In addition to getting to know the company’s business plans and products, angel investors should familiarise themselves with the founding team of the potential investee company, says Burry. “When I am talking to entrepreneurs, I tend to do a lot of behavioural interviewing, which is a methodology by which you talk to people and see how they have behaved in past situations that would be relevant to the kind of personality trait you are trying to screen for.” 

He does this to identify just how coachable the founders are. “Angel investors should frequently communicate with their founders, offer them suggestions or question them about some part of their company to see how they respond. If they become very defensive and start to argue with you, that is usually not a good sign. You simply can’t nurture entrepreneurs who don’t want to be nurtured.” 

Burry advises angel investors to also consider if the investee company needs to take on a co-founder, assuming it does not already have one. “Data shows that early-stage companies that have co-founders tend to be twice as successful as companies with just one founder. Furthermore, companies with two co-founders — each with complementary skills such as a business and a tech specialist — are three to four times more successful than a solo founder,” he says.

“Your investee company founder needs to be willing to take on a co-founder if the need arises. And you as an angel investor need to observe the dynamic — the relationship should be that of two co-founders, as opposed to an employee-employer dynamic.

“The third and final qualifying step for me would be to run this start-up past other members of my angel group, or just with other angel investors whom I know. Because if only the founders can persuade me, and not the other angel investors, then I am probably not the one who is correct here.” 

Reichert says that given the diversity of opinions and expertise of an angel investing group, sometimes “being the smartest person in the room” is not always the best thing. “What we have discovered is that typically, the smartest person in the room on a given technology or sector tends to make bad decisions. That is because they have all this baggage about what it should be or used to be. But the reason you are investing in many of these companies is because they are doing unique and counterintuitive things.”

These start-ups are frequently changing all the established rules and people who are really well versed with the rules tend to be biased against disruptive companies.
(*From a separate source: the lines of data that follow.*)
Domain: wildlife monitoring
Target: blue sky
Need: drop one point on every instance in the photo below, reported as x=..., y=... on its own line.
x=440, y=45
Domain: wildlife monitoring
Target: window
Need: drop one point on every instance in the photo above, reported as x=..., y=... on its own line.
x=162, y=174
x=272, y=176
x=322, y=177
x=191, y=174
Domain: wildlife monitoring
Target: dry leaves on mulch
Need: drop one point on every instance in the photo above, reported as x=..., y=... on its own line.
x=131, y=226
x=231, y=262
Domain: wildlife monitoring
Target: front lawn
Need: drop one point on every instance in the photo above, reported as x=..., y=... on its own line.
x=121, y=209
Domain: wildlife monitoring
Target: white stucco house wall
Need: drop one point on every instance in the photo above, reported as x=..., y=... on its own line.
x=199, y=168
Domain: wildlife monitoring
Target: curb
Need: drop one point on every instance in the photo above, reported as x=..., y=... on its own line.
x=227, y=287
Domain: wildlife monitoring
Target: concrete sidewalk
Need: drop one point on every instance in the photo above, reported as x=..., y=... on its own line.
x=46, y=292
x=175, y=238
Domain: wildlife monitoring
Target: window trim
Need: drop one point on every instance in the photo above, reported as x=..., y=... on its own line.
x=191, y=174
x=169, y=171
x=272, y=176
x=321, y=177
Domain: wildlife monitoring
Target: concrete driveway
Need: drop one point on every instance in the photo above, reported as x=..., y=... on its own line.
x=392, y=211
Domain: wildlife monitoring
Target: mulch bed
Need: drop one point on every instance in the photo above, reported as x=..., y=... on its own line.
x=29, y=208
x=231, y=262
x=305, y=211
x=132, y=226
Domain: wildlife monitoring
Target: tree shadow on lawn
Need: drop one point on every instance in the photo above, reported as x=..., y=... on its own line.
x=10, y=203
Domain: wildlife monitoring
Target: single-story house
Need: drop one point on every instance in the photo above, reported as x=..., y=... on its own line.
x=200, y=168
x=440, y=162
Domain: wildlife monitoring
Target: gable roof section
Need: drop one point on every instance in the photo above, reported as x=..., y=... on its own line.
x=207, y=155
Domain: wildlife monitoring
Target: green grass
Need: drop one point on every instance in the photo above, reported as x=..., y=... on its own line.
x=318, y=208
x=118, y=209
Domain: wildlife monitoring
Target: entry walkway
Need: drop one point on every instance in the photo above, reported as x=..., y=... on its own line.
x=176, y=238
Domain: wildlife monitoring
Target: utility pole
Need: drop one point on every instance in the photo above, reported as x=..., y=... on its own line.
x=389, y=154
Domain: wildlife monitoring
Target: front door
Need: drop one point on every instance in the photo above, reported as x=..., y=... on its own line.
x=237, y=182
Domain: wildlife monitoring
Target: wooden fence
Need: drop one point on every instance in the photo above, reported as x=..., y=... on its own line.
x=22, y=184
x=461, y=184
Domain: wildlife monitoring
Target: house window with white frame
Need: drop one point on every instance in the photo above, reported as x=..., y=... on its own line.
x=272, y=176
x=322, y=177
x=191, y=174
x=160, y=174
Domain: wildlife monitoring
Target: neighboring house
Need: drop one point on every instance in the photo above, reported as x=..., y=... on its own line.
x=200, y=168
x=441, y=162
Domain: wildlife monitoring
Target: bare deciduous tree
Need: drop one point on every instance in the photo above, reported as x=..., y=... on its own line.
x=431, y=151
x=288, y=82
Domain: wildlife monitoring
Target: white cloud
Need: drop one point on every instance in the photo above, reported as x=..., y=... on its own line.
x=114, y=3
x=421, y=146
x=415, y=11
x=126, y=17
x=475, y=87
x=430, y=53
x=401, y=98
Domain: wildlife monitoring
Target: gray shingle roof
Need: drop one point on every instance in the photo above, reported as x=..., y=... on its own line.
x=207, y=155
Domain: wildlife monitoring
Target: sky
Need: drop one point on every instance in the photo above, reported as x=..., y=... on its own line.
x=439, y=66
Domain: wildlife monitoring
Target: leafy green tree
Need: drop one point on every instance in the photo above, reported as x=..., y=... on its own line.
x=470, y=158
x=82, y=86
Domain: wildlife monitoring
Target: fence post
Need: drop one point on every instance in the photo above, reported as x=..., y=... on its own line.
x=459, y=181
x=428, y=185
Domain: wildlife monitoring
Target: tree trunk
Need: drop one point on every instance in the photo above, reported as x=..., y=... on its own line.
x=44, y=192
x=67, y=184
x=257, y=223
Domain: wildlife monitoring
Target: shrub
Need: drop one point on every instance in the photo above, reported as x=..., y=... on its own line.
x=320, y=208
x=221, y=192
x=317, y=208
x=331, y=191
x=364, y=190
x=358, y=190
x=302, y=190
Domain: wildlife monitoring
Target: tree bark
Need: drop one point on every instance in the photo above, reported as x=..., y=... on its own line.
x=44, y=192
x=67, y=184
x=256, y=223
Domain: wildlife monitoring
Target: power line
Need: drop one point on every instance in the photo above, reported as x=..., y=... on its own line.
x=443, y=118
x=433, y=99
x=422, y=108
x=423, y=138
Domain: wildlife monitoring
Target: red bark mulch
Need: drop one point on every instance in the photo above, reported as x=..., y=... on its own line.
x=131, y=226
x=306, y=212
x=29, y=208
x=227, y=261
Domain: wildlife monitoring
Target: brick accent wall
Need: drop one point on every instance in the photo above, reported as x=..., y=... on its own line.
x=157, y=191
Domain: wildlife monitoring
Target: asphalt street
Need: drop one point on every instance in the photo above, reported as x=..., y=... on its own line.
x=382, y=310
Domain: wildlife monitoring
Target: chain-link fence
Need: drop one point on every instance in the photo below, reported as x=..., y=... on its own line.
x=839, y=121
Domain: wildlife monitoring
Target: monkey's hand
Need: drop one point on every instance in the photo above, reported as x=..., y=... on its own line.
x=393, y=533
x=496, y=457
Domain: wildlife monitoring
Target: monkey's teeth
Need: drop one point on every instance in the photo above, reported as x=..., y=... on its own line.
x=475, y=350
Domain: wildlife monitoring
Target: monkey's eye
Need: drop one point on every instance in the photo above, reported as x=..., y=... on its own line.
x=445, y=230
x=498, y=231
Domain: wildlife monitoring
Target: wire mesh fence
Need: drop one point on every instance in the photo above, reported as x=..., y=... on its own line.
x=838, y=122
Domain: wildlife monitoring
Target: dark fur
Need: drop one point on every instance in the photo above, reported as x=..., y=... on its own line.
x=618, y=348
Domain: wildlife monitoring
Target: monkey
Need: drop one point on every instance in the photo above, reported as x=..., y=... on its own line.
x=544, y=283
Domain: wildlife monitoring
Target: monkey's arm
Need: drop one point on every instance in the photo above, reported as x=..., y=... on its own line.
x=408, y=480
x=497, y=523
It is important for angel investors to take note of these unconscious biases they may have about sectors, technologies and even people,” says Reichert. 

Burry cautions against being a lone investor, explaining that angel investors should leverage the “wisdom of the crowd” more. “The data says that people who invest as part of angel groups have roughly twice the rate of returns than those who try to invest as individual angels,” he says. 

Reichert observes the lone angel investor trend in Malaysia, saying that a lack of collaboration and organisation among angel investors hurts their ability to spot winning start-ups to invest in.